In the late 1990s, two lawsuits by white applicants who had been rejected by the University of Michigan began working their way through the federal court system, aimed at the abolition of racial preferences in college admissions. The stakes were high, the constitutional questions profound, the politics and emotions explosive. It was soon evident that the matter was headed for the highest court in the land, but there all clarity ended.
To the plaintiffs and the feisty public-interest law firm that backed them, the suits were a long overdue assault on reverse discrimination.
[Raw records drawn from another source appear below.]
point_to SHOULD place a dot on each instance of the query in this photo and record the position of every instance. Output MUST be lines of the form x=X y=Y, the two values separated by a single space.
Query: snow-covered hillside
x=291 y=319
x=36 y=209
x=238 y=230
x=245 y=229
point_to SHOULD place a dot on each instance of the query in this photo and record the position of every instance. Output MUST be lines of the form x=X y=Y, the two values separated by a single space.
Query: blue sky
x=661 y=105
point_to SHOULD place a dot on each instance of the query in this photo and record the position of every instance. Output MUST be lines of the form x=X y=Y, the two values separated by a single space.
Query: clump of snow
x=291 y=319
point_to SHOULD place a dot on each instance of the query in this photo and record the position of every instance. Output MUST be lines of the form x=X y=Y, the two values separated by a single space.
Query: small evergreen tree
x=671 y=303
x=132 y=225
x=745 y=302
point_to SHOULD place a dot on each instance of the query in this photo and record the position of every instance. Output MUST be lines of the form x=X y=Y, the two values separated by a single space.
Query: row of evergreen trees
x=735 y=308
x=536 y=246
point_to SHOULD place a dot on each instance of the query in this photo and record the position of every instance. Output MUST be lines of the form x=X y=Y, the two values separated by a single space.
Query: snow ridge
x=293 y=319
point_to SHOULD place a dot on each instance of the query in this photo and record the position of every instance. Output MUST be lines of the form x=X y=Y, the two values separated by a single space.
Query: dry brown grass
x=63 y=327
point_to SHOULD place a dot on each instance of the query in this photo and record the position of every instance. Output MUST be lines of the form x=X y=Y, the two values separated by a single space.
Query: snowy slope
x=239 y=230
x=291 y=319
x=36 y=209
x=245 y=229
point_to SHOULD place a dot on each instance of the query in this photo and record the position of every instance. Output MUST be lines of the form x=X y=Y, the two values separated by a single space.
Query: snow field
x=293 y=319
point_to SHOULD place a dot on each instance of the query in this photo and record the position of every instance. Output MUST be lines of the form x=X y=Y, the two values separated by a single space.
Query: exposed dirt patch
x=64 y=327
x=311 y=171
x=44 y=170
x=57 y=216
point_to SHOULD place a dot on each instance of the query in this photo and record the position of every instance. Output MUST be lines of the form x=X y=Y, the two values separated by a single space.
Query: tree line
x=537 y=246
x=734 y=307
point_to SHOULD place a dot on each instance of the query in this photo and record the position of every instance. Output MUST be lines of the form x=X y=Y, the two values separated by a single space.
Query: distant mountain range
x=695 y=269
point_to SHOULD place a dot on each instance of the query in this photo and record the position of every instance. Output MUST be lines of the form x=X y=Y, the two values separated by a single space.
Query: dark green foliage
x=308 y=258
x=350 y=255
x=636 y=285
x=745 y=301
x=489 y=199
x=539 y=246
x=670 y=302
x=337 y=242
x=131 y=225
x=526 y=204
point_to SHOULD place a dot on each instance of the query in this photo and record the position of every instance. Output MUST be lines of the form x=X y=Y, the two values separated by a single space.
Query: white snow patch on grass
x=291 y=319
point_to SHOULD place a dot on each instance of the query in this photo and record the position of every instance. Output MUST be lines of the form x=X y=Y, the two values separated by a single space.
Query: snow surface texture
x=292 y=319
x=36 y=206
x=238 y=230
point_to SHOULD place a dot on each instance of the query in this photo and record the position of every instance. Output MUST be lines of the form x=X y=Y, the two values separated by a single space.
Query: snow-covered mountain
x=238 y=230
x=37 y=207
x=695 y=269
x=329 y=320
The Constitution, strictly construed, was color-blind. Discrimination under any guise was not only illegal, it was the wrong way to set history right in a nation that had been troubled and divided by the uses and misuses of race for more than two hundred years.
To the University of Michigan, and to other top institutions striving to expand opportunity and create diverse, representative student bodies, it looked as if most of what had been put in place since the 1978 Bakke v. University of California decision was about to be undone. Black and Hispanic students were in danger of being once again largely shut out of the most important avenue of advancement in America, an elite education. To some, it appeared likely that racial integration was about to suffer their worst setback since the start of the civil rights movement.
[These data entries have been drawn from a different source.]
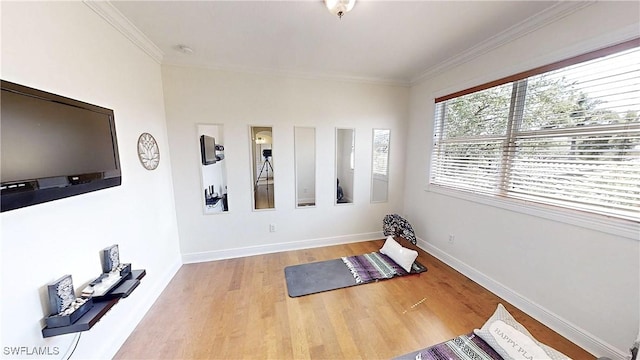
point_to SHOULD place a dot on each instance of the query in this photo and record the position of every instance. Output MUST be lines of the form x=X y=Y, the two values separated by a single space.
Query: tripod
x=266 y=165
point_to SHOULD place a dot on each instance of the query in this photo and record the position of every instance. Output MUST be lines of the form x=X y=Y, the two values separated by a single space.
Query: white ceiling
x=383 y=41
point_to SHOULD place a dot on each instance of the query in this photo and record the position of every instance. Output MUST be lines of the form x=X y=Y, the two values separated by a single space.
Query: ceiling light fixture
x=184 y=49
x=339 y=7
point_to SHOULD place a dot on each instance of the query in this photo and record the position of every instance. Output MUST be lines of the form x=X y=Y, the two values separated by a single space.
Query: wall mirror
x=380 y=165
x=305 y=165
x=213 y=169
x=345 y=165
x=262 y=167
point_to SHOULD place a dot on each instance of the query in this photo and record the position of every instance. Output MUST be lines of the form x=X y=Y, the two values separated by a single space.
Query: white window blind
x=568 y=137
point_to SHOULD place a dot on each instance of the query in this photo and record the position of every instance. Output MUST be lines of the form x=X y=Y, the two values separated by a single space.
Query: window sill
x=610 y=225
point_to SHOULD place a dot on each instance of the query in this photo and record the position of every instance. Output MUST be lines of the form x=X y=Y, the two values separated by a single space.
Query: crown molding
x=114 y=17
x=533 y=23
x=286 y=73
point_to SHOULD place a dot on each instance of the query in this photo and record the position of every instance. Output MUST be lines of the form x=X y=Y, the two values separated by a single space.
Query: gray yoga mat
x=317 y=277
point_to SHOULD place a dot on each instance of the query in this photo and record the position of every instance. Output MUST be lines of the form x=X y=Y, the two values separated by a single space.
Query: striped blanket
x=372 y=267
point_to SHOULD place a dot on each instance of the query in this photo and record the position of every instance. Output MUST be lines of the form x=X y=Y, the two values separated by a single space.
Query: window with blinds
x=567 y=134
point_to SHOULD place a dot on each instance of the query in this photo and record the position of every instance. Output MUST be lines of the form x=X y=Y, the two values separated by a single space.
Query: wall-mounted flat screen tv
x=53 y=147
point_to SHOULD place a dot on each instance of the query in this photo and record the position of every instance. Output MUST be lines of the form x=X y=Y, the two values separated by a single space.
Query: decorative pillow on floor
x=512 y=340
x=401 y=255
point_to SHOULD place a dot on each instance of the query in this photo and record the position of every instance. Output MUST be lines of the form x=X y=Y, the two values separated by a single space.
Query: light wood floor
x=239 y=309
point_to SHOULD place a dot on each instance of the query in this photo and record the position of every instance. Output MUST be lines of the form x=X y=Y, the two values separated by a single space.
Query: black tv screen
x=53 y=147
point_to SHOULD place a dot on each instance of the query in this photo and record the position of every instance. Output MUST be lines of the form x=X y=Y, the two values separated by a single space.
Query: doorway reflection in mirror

In A Black and White Case, veteran Supreme Court reporter Greg Stohr portrays the individual dramas and exposes the human passions that colored and propelled this momentous legal struggle. His fascinating account takes us deep inside America’s court system, where logic collides with emotion, and common sense must contend with the majesty and sometimes the seeming perversity of the law. He follows the trail from Michigan to Washington, DC, revealing how lawyers argued and strategized, how lower-court judges fought behind the scenes for control of the cases, and why the White House filed a brief in support of the white students, in opposition to a chorus of retired generals and admirals worried that the military academies would no longer reflect the face of America.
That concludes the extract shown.